How do you turn a formerly run-and-gun roster into a group that thinks about defense first? Boudreau’s first attempt came during an eight-game losing streak last season and worked well enough. Washington rallied to finish first in the Eastern Conference before a second-round Stanley Cup playoff exit. Hunter took things to the next level when he arrived on Nov. 28 with a 1-3-1 trapping system. That’s nothing new in the NHL, but certainly a departure for a team that led the league in goals scored by a massive margin in 2009-10.
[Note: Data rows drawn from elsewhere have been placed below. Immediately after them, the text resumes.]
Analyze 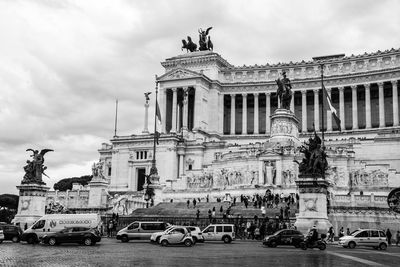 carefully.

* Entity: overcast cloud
[0,0,400,194]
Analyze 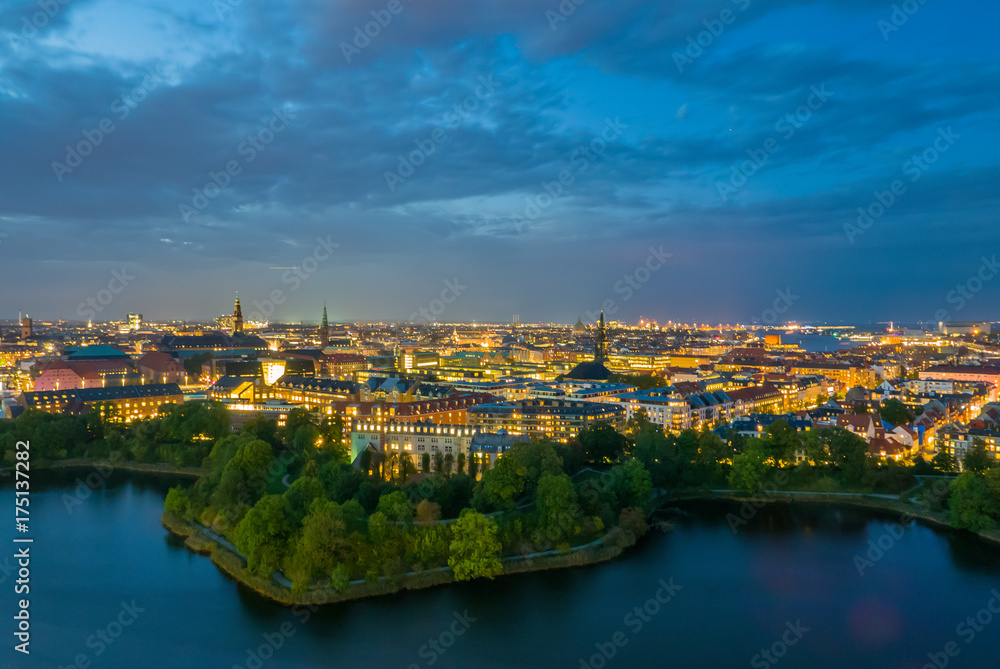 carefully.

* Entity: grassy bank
[0,458,209,478]
[160,511,636,606]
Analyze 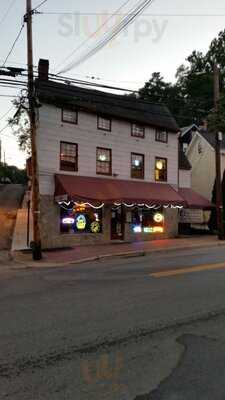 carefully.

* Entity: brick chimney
[38,58,49,81]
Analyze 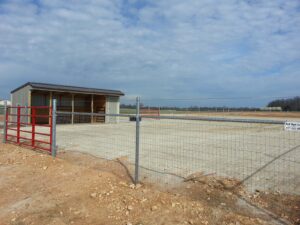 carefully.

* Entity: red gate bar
[5,106,52,153]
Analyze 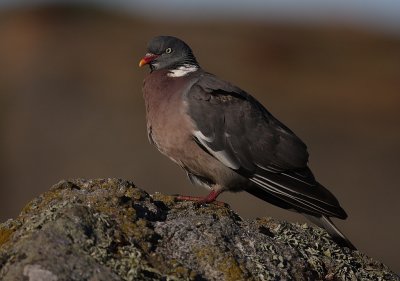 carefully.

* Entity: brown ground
[0,8,400,272]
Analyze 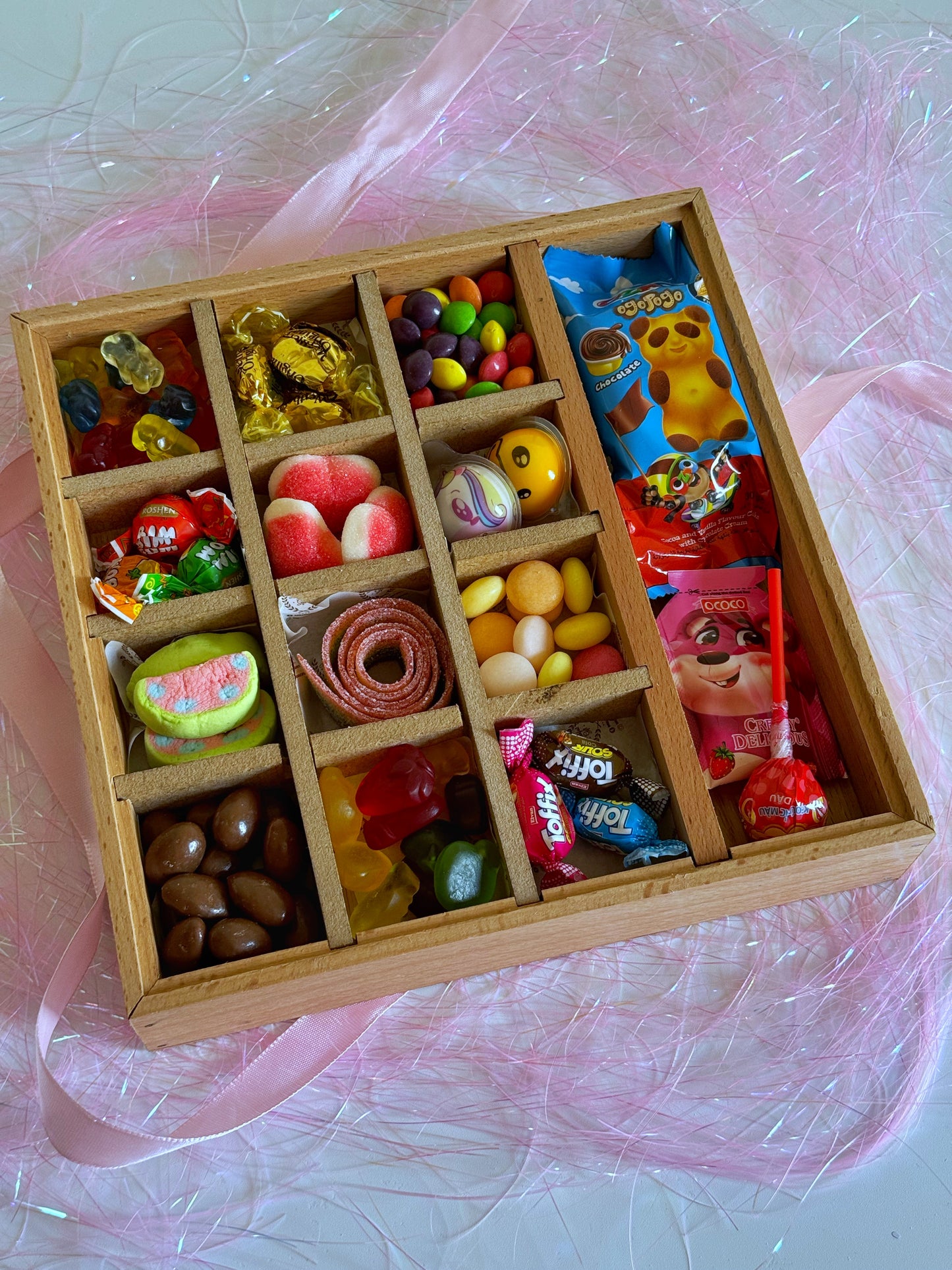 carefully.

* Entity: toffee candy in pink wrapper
[499,719,585,890]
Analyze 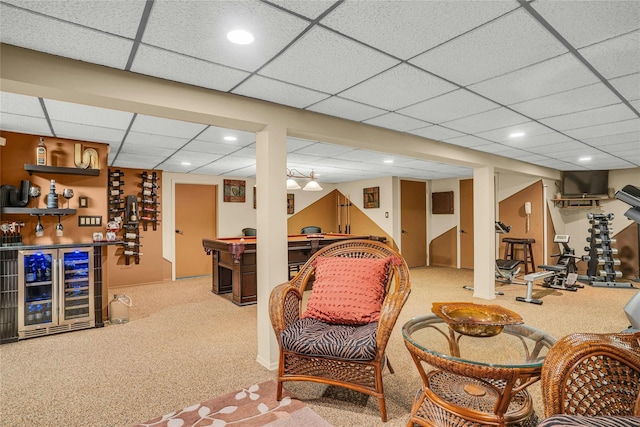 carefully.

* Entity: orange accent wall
[287,190,396,248]
[429,227,458,268]
[0,132,109,245]
[103,168,165,290]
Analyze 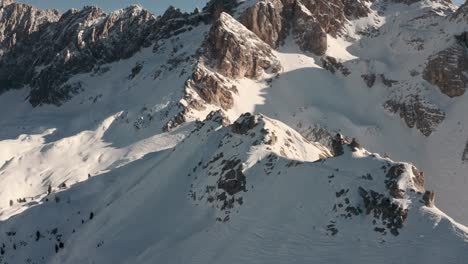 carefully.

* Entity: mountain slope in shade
[0,113,468,263]
[0,0,468,263]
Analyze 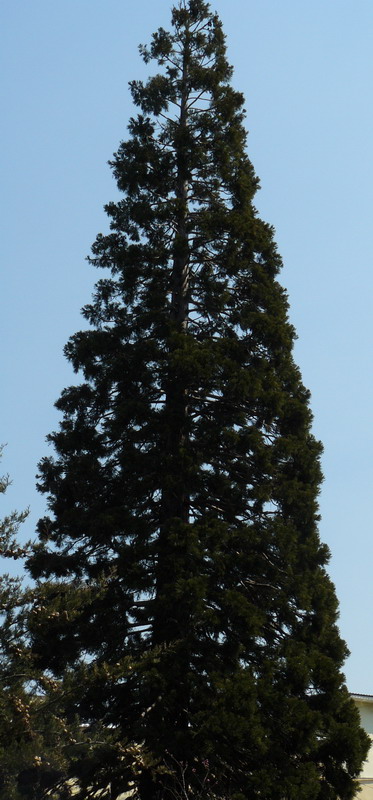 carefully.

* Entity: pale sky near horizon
[0,0,373,694]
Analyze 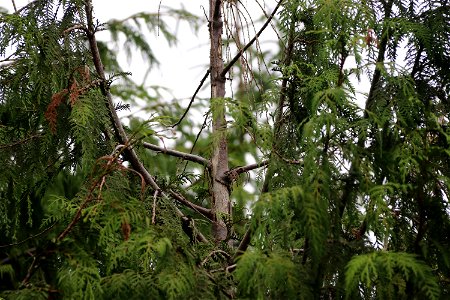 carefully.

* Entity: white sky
[0,0,275,104]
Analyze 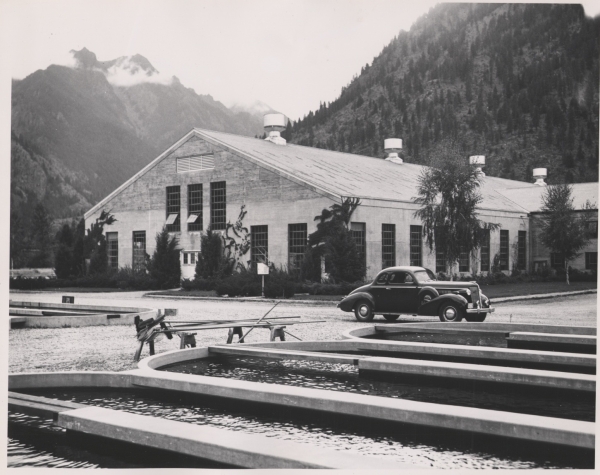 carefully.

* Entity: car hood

“Bruce was here 20 games and Dale’s been here 60 and it’s taken every bit of that to get everybody to buy in,” forward Mike Knuble said. “Guys adjust. Some guys, the first day they’re drinking the Kool-Aid. Other guys it takes a couple of months to get them to do it. It’s an interesting challenge to change tendencies and to change habits.”
But a team that fluctuated wildly during the regular season has steadied late in the year with a 10-4-2 record over the final 16 games and a dead even series through six playoff games against Boston in the Eastern Conference quarterfinals. Game 7 is on tap Wednesday night at TD Garden in Boston.
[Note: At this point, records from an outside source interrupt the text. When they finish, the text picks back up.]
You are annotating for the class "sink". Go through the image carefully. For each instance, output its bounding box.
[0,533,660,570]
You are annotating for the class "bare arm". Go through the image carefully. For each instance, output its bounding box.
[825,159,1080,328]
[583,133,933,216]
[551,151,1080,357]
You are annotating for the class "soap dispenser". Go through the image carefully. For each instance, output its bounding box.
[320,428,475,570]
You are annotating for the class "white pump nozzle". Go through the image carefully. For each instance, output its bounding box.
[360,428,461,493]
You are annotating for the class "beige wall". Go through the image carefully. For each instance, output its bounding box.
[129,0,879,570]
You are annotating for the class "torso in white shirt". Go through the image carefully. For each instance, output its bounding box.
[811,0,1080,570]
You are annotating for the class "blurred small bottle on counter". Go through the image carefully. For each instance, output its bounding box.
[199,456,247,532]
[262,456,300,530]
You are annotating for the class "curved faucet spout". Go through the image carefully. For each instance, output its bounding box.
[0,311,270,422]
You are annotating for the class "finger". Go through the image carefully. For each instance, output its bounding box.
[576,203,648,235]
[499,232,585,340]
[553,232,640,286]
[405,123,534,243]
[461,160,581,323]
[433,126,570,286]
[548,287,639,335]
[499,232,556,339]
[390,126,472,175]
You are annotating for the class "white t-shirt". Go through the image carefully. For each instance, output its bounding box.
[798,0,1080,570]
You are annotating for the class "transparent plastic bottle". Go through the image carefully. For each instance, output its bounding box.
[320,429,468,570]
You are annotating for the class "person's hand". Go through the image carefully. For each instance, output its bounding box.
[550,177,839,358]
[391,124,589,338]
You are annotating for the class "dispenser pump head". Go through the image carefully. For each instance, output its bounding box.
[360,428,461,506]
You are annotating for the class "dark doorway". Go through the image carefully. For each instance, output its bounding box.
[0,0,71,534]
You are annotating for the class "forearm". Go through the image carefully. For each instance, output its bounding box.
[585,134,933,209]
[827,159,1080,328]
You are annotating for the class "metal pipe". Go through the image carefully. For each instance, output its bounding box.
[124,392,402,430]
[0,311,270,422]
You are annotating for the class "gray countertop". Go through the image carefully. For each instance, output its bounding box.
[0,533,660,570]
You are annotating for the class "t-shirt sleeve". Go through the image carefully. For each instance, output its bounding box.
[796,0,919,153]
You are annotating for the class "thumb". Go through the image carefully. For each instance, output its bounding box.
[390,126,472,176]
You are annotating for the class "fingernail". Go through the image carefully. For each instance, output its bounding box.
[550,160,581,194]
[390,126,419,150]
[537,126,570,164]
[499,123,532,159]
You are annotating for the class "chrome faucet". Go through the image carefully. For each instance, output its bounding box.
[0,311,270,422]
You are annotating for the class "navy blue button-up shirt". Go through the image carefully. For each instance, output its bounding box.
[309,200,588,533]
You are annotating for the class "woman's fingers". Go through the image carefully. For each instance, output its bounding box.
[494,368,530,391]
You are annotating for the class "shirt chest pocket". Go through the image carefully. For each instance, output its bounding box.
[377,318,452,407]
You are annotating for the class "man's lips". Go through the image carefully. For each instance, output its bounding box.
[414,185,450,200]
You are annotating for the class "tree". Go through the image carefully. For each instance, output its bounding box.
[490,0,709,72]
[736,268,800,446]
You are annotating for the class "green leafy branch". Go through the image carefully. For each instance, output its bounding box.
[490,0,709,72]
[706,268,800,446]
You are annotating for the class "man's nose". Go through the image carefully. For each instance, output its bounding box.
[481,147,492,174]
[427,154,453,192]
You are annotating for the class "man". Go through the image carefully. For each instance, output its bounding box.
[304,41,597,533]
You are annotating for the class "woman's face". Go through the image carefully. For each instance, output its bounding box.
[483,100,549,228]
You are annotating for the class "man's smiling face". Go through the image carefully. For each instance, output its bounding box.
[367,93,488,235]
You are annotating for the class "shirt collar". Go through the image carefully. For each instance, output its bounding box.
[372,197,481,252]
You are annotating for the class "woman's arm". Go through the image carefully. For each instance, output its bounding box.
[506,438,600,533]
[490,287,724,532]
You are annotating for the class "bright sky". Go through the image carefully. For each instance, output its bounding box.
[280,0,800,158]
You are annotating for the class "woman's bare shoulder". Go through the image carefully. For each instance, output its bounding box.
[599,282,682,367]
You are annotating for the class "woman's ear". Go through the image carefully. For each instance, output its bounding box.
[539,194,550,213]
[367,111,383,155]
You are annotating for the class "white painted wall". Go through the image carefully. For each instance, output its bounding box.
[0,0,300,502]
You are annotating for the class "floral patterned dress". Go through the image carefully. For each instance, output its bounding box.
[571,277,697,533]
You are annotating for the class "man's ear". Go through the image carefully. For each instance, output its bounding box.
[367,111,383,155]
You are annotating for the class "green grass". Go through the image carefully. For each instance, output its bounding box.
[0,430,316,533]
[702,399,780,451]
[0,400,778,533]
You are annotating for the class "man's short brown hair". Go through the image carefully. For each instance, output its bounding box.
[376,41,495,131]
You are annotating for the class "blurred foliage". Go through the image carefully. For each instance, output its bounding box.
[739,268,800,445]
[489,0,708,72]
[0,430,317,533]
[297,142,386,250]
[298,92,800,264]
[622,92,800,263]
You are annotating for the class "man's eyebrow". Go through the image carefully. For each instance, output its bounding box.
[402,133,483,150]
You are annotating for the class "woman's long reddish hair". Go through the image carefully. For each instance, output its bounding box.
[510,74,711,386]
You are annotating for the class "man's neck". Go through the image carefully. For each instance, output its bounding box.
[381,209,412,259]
“We’re making sure that we’re falling back on our systems and we’re doing the right things to create turnovers and get opportunities that way rather than trying to do things by ourselves and making things worse,” forward Troy Brouwer said. “We’ve been good staying patient, staying structured and getting opportunities off of that.”
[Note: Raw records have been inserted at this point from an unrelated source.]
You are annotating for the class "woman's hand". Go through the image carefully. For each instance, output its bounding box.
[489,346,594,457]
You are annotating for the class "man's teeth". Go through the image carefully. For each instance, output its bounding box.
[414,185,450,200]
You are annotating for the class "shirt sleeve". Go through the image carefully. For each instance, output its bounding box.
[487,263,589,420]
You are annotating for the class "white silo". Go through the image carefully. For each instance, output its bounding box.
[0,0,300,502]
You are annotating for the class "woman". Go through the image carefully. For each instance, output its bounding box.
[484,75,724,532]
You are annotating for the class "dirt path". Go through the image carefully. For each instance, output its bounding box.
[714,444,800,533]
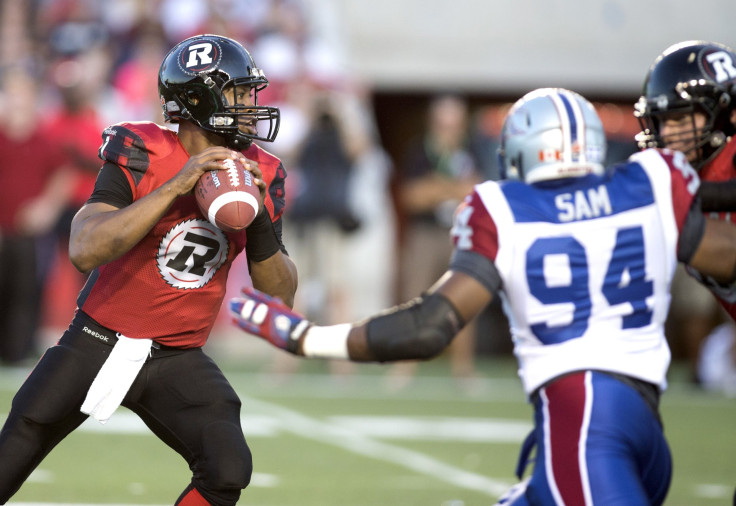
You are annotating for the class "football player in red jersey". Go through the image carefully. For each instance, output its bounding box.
[0,35,297,505]
[635,40,736,381]
[635,40,736,304]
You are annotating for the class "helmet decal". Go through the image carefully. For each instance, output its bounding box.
[158,34,281,146]
[178,40,222,76]
[499,88,606,183]
[699,50,736,83]
[634,40,736,170]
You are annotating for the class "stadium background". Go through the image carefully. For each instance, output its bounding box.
[0,0,736,506]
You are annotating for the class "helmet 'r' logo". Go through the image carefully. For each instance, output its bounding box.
[705,51,736,83]
[179,40,222,74]
[156,219,230,290]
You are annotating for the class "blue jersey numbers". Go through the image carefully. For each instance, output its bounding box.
[526,227,654,344]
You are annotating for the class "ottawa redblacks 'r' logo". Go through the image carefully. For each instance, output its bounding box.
[157,219,230,290]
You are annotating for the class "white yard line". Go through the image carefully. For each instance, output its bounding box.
[241,395,511,498]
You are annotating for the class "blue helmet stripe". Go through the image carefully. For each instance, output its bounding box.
[558,93,578,151]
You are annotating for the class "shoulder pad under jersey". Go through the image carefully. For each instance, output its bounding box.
[98,122,178,184]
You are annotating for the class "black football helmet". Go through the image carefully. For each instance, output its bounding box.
[634,40,736,170]
[158,34,281,149]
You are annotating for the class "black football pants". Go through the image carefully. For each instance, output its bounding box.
[0,314,252,505]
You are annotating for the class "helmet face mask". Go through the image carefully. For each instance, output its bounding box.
[159,35,280,149]
[498,88,606,183]
[634,41,736,170]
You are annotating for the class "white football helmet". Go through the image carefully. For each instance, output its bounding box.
[498,88,606,183]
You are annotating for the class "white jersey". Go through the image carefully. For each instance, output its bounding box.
[453,150,699,394]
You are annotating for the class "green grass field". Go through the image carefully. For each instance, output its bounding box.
[0,336,736,506]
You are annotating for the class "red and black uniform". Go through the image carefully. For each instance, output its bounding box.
[77,123,284,348]
[688,137,736,321]
[0,122,286,505]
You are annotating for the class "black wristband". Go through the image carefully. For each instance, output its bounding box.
[245,209,281,262]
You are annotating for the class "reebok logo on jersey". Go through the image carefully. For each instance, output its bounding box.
[82,326,110,343]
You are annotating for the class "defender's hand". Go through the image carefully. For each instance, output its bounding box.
[230,288,312,355]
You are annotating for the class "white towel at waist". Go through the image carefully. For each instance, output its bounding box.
[80,333,153,423]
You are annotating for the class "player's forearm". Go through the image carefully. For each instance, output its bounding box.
[250,251,298,307]
[69,183,179,272]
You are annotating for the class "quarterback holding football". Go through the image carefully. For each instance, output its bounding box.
[0,35,297,505]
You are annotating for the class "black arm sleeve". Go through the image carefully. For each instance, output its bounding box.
[366,293,465,362]
[677,202,705,264]
[698,179,736,213]
[87,162,133,209]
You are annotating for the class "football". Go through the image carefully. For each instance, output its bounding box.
[194,159,261,232]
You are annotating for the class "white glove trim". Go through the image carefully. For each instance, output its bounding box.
[302,323,352,360]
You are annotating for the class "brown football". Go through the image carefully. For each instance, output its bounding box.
[194,159,261,232]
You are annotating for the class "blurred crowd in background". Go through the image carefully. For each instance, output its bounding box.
[0,0,732,396]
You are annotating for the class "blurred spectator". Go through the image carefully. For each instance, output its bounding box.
[0,68,74,364]
[275,92,395,373]
[697,320,736,397]
[391,95,483,387]
[43,52,106,240]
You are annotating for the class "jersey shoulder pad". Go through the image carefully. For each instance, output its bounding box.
[98,121,178,179]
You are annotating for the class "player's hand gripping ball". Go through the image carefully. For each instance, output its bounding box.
[194,158,261,232]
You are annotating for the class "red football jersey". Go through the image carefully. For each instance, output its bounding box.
[700,138,736,321]
[77,122,285,348]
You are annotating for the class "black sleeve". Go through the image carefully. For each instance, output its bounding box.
[87,162,133,209]
[698,179,736,213]
[677,199,705,264]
That means far less freelancing and taking fewer risks. Even offensively gifted players like Alex Ovechkin and Alexander Semin have lately been dropping to the ice to block shots. You have to pay a price to win in the postseason and, so far at least, the Caps have done so.
“You’ve got to play playoff-style hockey,” Hunter said. “That’s hard hockey, grinding it out. Limit your turnovers, and you’ve got to go to the net hard.”